Abd Al Malik a déjà vécu plusieurs vies : d'origine congolaise, il s'appelle d'abord Régis. Il vit à Brazaville, puis sa famille s'installe à Strasbourg. Il zigue zague entre études brillantes et délinquance, radicalisme religieux, chrétien et mulsulman, puis soudainement prend son envol et le nom d'Abd Al MALIK.
Il commence une carrière dans le rap, à la tête du groupe NAP, développant un style unique. Puis ce sera le phénomène « Gibraltar » en 2006 qui s'écoule à 250 000 exemplaires, le consacre "Victoire de la Musique catégorie Musiques Urbaines". Suivront le prix Constantin, et la médaille de Chevalier des Arts et Lettres. Abd al Malik est profondément attaché à La France, vénère ses écrivains, philosophes, et la chanson intello française (Brel, Nougaro, Gréco, tout ça ...). Plus étonnant, sur Dante, son nouvel album, il y chante en alsacien, dépoussiérant le régionalisme avec une classe inouie.
Abd Al Malik n’a pas fait de son rap une arme de guerre. Mais il n’est pas non plus du genre à reculer, à se repentir, à affadir son propos. Donc, deux ans après Gibraltar, il enfonce le clou – spirituellement, musicalement, éthiquement.

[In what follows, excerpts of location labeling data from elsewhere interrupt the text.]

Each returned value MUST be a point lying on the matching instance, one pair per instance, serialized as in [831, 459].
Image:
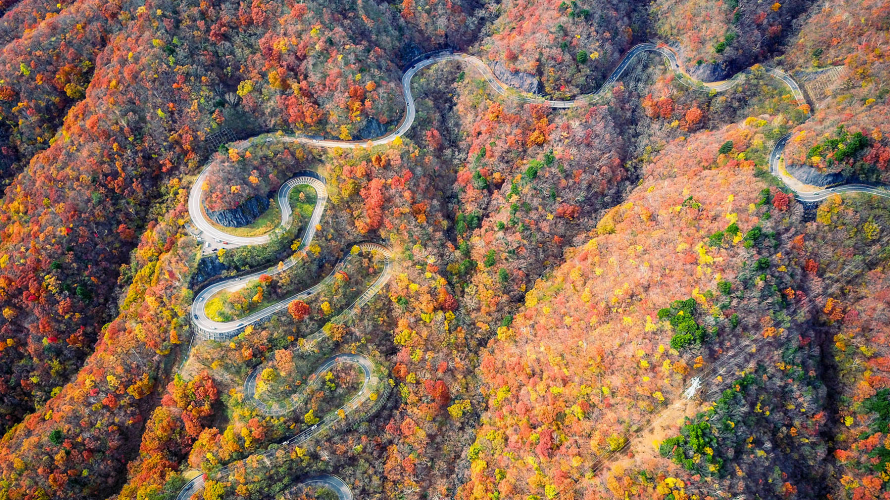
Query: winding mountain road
[811, 193]
[333, 483]
[214, 237]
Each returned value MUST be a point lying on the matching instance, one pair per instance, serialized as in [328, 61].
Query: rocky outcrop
[525, 82]
[813, 177]
[244, 214]
[372, 129]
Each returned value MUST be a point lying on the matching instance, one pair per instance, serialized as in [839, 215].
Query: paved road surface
[215, 238]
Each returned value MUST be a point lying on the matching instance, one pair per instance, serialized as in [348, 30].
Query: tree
[298, 310]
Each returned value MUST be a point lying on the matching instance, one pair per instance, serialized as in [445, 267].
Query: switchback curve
[228, 241]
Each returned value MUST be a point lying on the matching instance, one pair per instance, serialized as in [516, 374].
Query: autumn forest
[444, 249]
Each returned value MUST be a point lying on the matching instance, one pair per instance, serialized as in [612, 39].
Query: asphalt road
[215, 238]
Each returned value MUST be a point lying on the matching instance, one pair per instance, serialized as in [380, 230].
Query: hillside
[525, 249]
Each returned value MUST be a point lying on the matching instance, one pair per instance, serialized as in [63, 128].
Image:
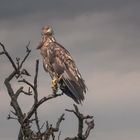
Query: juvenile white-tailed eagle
[61, 67]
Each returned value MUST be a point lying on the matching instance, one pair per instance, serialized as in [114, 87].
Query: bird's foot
[55, 85]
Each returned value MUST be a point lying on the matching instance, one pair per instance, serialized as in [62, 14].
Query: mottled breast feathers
[57, 60]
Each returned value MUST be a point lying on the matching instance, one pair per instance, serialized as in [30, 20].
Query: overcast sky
[103, 37]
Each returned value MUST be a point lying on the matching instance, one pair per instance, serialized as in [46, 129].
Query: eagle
[58, 62]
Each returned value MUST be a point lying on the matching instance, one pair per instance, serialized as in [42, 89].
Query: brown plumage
[59, 63]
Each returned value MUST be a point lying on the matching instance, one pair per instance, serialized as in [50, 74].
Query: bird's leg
[55, 81]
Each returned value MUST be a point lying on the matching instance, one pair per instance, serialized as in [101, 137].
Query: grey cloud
[103, 37]
[59, 8]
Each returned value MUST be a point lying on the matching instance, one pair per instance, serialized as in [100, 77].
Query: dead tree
[25, 119]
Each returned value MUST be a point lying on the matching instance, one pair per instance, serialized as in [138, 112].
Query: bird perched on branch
[58, 62]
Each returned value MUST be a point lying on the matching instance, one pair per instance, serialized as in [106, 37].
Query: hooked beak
[39, 46]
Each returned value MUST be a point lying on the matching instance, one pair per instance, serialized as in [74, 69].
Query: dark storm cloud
[61, 8]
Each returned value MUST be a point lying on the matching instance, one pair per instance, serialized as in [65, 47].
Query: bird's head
[47, 30]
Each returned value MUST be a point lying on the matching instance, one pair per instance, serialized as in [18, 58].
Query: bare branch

Le choc de son précédent album était la rencontre avec Gérard Jouannest, compositeur légendaire, pianiste de Jacques Brel, compagnon de scène et époux de Juliette Gréco. Pour Dante, Jouannest a écrit six mélodies sur lesquelles Malik a posé ses mots. Puis Alain Goraguer, orfèvre des albums historiques de Serge Gainsbourg, a écrit des arrangements enregistrés « à l’ancienne » : tout l’orchestre dans le studio, Jouannest au piano et Malik devant le micro et tout le monde enregistre ensemble, en deux prises au maximum. Abd Al Malik a aimé « ce trio inimaginable » qu’il a formé avec Alain Goraguer et Gérard Jouannest, qui avaient travaillé ensemble pour la première fois il y a plus de cinquante ans. Et, toujours « pour faire du lien, pour dire d’où je viens et ce que je suis », le rappeur le plus révolutionnaire du début de ce siècle a enregistré en duo Roméo et Juliette, une fable morale d’aujourd’hui, avec l’infiniment libre Juliette Gréco qui, comme lui, bouleversa jadis l’idée que les conservateurs se faisaient de la musique populaire.